One study evaluating over 13,000 adults aged 18 and over found that those who were physically abused prior to age 18 years were seven times more likely to have ADHD
Esme Fuller-Thomson, Rukshan Mehta, Angela Valeo. Establishing a Link Between Attention Deficit Disorder/Attention Deficit Hyperactivity Disorder and Childhood Physical Abuse. Journal of Aggression, Maltreatment & Trauma, 2014; 23 (2): 188 DOI: 10.1080/10926771.2014.873510
Another study by Dr. Fuller-Thomson found that twice as many women with ADHD reported they had experienced sexual abuse or physical abuse during children compared with adults who did not have ADHD. It is important to note that it was not possible to determine whether cause and effect, since children with behavior problems may be more likely to suffer abuse.

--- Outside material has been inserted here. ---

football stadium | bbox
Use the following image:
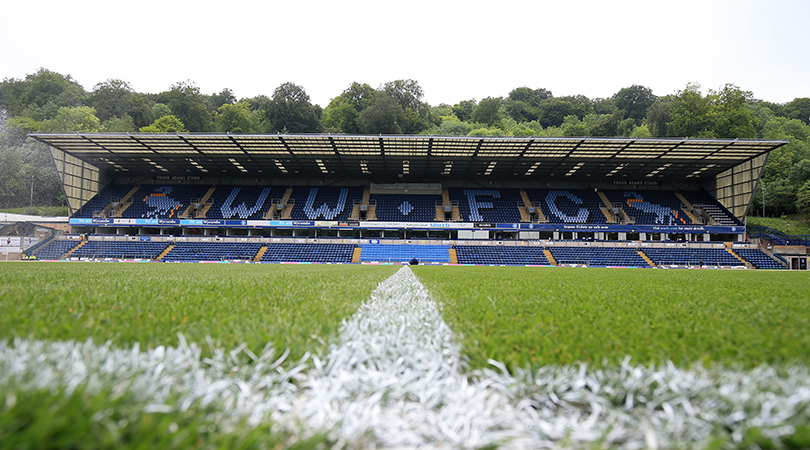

Esme Fuller-Thomson, Danielle A. Lewis. The relationship between early adversities and attention-deficit/hyperactivity disorder. Child Abuse & Neglect, 2015; DOI: 10.1016/j.chiabu.2015.03.005
One early adverse childhood event that is hopefully preventable is divorce. Parents of newborns often are, of necessity, so focused on the care of their new infants that they do not have the time or emotional resources to pay attention to the needs of their spouses. This is natural and healthy for the first few months of an infant's life, but by the time the infant is two to three months old, the parents will hopefully begin making the transition back to having a relationship with each other. One way to reconnect is to schedule a 'date' - time together without the baby. The date does not have to be expensive - you can walk around the block together. You don't even need to miss a baby's feeding. But you send a powerful message to your partner when you plan time to focus solely on each other. If you have not had a date recently - please schedule one now.
Although we cannot protect our children from all harm, this is an encouragement to be aware of your child's friends and their parents. You should think carefully before allowing your child to spend the night at a friend's home. It may be better to have your child's friends come to your home where you can control media and activities.